A Cuba manca anche l’acqua corrente
Da mesi ci sono interruzioni che durano anche settimane, a causa della crisi economica, dei frequenti blackout e delle pessime condizioni della rete idrica
Nelle ultime settimane con sempre più frequenza in varie province di Cuba e nella capitale L’Avana manca l’acqua corrente. Il problema va avanti da inizio luglio, ma ultimamente si è aggravato: il governo ha detto che non ci sono soluzioni immediate e ha riconosciuto che la carenza riguarda oltre 600mila cittadini, ma il numero reale potrebbe essere molto superiore. Ci sono state anche alcune proteste nelle strade, cosa che accade raramente dato che le manifestazioni pubbliche di dissenso non sono tollerate dal regime comunista che governa l’isola.

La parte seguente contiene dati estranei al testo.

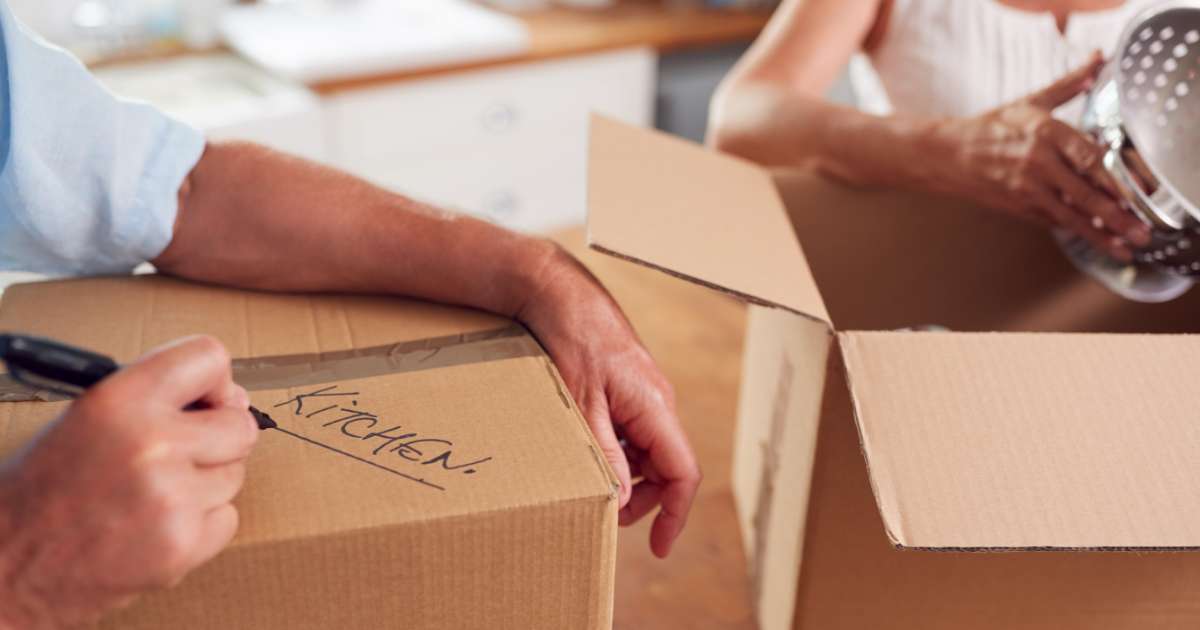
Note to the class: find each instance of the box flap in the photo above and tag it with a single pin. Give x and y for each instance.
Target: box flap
(1030, 441)
(473, 419)
(711, 219)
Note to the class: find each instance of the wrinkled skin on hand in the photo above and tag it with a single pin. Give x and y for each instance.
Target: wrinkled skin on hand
(126, 492)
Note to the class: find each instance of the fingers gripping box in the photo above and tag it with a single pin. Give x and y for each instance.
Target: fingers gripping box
(430, 469)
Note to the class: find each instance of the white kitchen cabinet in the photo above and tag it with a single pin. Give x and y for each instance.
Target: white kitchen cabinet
(507, 143)
(228, 100)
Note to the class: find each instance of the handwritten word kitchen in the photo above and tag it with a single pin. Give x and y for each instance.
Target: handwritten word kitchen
(340, 411)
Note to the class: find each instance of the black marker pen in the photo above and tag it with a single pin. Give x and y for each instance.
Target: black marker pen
(66, 370)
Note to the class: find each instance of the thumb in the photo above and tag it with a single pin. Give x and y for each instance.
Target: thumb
(1071, 85)
(600, 421)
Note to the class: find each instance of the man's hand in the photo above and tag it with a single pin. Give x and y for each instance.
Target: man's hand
(264, 207)
(625, 399)
(127, 492)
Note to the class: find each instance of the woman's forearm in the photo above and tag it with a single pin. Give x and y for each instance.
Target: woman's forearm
(773, 127)
(257, 219)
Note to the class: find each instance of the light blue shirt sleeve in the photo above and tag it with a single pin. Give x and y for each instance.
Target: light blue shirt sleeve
(89, 183)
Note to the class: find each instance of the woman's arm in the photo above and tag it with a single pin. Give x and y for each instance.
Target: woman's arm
(772, 107)
(1015, 159)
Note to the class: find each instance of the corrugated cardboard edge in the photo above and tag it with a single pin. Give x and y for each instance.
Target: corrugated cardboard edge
(893, 520)
(736, 294)
(597, 454)
(892, 516)
(799, 389)
(288, 371)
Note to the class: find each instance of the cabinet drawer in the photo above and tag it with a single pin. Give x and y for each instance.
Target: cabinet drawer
(490, 109)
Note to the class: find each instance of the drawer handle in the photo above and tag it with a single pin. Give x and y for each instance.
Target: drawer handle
(499, 118)
(502, 204)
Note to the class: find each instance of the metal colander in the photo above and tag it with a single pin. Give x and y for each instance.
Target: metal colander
(1144, 109)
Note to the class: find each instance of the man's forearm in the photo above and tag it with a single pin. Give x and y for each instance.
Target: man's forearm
(257, 219)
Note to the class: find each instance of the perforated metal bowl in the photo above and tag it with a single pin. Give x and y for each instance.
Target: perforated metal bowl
(1145, 111)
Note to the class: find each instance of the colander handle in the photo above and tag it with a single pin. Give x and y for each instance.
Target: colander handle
(1144, 207)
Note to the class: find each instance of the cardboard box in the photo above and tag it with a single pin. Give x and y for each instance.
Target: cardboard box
(1018, 474)
(430, 471)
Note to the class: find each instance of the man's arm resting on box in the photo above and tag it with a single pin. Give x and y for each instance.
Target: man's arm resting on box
(253, 217)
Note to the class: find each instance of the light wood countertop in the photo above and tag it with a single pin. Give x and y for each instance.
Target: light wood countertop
(555, 33)
(559, 33)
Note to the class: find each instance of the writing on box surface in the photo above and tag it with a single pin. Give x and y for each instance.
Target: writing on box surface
(400, 450)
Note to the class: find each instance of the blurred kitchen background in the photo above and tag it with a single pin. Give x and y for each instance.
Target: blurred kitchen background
(478, 107)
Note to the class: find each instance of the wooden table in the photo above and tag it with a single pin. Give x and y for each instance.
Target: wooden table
(696, 335)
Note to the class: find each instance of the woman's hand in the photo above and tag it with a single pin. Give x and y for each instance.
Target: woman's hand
(1020, 160)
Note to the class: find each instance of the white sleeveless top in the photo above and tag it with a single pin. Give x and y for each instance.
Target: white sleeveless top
(960, 58)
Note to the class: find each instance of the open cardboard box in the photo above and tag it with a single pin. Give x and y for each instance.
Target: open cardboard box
(430, 469)
(1037, 468)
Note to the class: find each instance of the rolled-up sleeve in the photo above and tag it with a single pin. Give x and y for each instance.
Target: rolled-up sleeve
(89, 183)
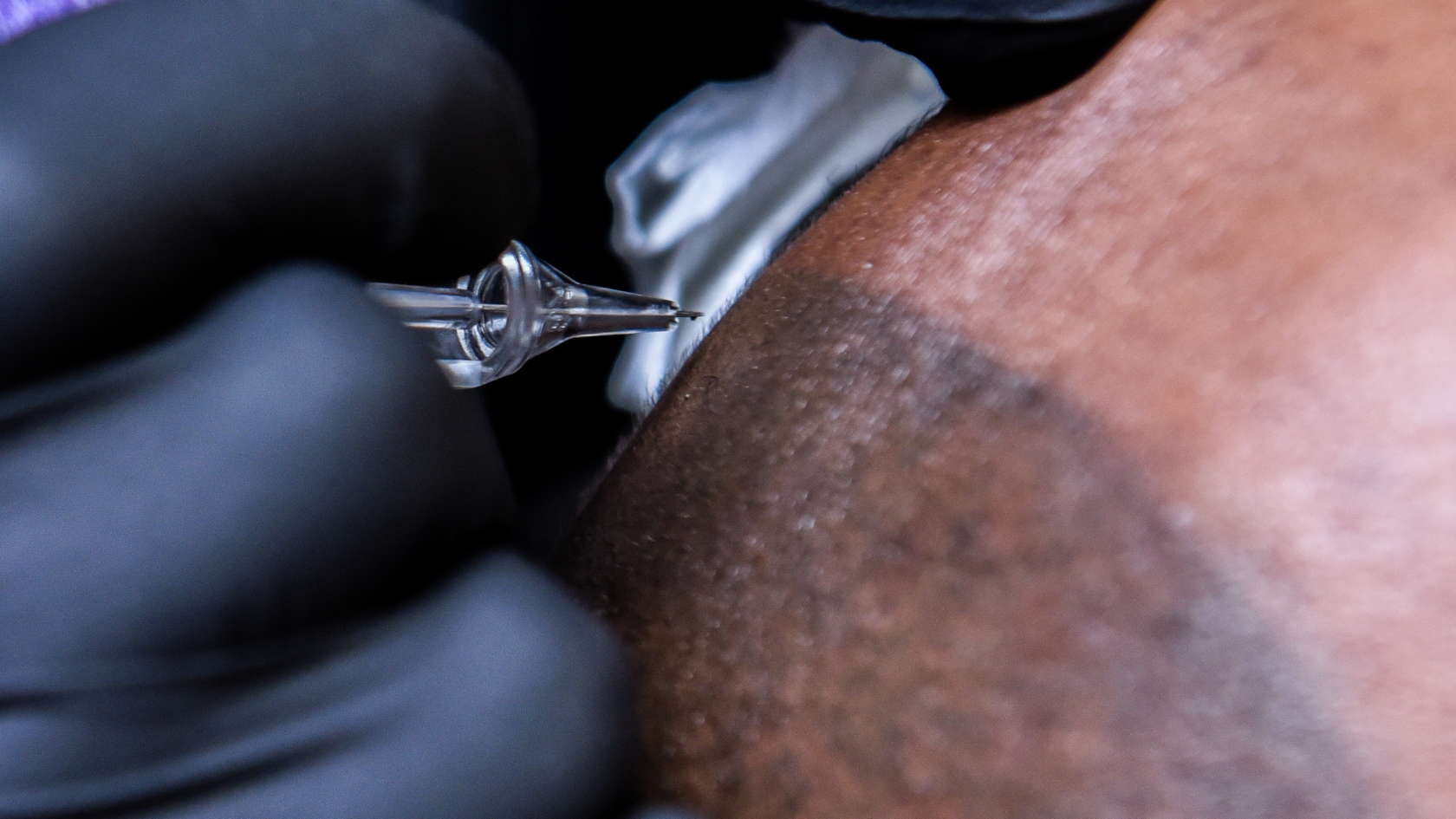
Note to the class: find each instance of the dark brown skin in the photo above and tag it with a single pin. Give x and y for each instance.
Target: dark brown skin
(1089, 459)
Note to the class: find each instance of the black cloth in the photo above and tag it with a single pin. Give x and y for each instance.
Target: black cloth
(248, 536)
(989, 53)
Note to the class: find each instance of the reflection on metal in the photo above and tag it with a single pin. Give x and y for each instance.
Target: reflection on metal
(718, 181)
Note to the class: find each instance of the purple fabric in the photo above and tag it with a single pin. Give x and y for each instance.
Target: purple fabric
(19, 16)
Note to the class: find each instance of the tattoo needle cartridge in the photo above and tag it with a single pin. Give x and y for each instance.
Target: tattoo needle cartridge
(517, 308)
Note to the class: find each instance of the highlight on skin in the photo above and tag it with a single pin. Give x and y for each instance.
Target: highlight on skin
(867, 571)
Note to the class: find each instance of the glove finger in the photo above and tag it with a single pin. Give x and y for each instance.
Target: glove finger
(291, 462)
(497, 697)
(147, 140)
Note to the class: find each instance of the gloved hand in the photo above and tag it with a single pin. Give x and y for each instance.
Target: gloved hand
(244, 522)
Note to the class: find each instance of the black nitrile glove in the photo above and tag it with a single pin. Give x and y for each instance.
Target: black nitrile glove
(244, 522)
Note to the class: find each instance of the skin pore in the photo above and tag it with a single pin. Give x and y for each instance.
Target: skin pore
(1087, 459)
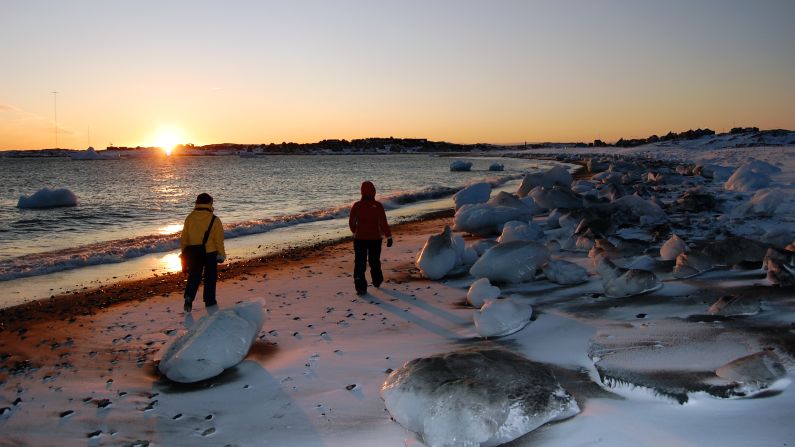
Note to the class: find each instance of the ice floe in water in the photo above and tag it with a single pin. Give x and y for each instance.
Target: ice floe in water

L’assenza di acqua, che in alcune zone dura anche per settimane, è causata da una rete idrica insufficiente e molto deteriorata, nonché dalla costante carenza di energia e di carburante. I frequenti blackout bloccano le pompe dell’acqua, che poi hanno bisogno di ore per far raggiungere a tutto l’impianto la pressione necessaria, quando non sono danneggiate dalle interruzioni. La carenza di benzina invece rende spesso inutilizzabili le autobotti, soluzioni alternative ormai diventate una necessità quotidiana in molte zone dell’isola.
La crisi del sistema idrico è l’ultimo effetto di una più grande crisi economica del paese, la più grave dal 1959, quando ci fu la rivoluzione guidata da Fidel Castro: i problemi vanno avanti da anni e hanno portato alla cronica carenza di cibo, medicine e materie prime, oltre che di energia e carburante. La popolazione fatica a trovare i beni di cui ha bisogno per la vita quotidiana, e quando li trova non può permetterseli a causa dell’inflazione. In molti casi le infrastrutture del paese mancano anche della minima manutenzione, e quindi smettono di funzionare: è il caso delle centrali elettriche, ma anche della rete idrica, soggetta a enormi perdite di acqua. È stato stimato che solo all’Avana i cosiddetti “salideros”, punti in cui i tubi dell’acqua perdono, siano oltre duemila.
Alle 600mila persone senza acqua riconosciute dal governo si deve aggiungere una parte della popolazione molto più ampia a cui l’acqua non arriva con costanza, ma che deve gestire interruzioni anche di una o più giornate. Secondo l’Osservatorio cubano per i diritti umani (OCDH) la situazione è notevolmente peggiore di quanto riconosca il governo: il 17 per cento della popolazione non avrebbe accesso all’acqua potabile (quasi due milioni di persone), il 27 per cento potrebbe contarci per meno di 4 giorni alla settimana, meno della metà della popolazione avrebbe un servizio stabile.
Oltre alle proteste la carenza di acqua ha portato alla nascita di un mercato nero, che riguarda soprattutto gli approvvigionamenti con le autobotti: per ottenerne una sono necessari circa 8.000 pesos (più o meno 300 euro). Sono prezzi fuori dalla portata della maggior parte della popolazione, che infatti cerca soluzioni alternative: su molti balconi e tetti delle case cubane ci sono cisterne per raccogliere l’acqua piovana o per fare scorte quando l’acqua potabile raggiunge gli appartamenti, ma spesso sono necessari anche viaggi quotidiani verso i punti di distribuzione.
Il governo e le autorità locali hanno promesso l’installazione di nuove pompe per potenziare l’acquedotto, ma Antonio Rodríguez Rodríguez, presidente dell’Istituto Nazionale per le Risorse Idriche (INRH), ha confermato che la condizione attuale è destinata a durare: «Speriamo che grazie ai lavori l’anno prossimo la situazione possa migliorare, anche se questo non significa che risolveremo tutti i problemi di tracimazione, intasamento e approvvigionamento idrico», ha detto.
I problemi economici, strutturali e di gestione di Cuba hanno aggravato il problema dell’acqua, che negli ultimi cinque anni ha colpito tutta l’area caraibica, con una frequenza inedita. Trinidad e Tobago, Dominica, Giamaica, Barbados e Grenada sono alcuni dei paesi che negli ultimi anni hanno dovuto gestire periodi anche prolungati di siccità, che secondo alcuni studiosi potrebbero diventare «la nuova norma».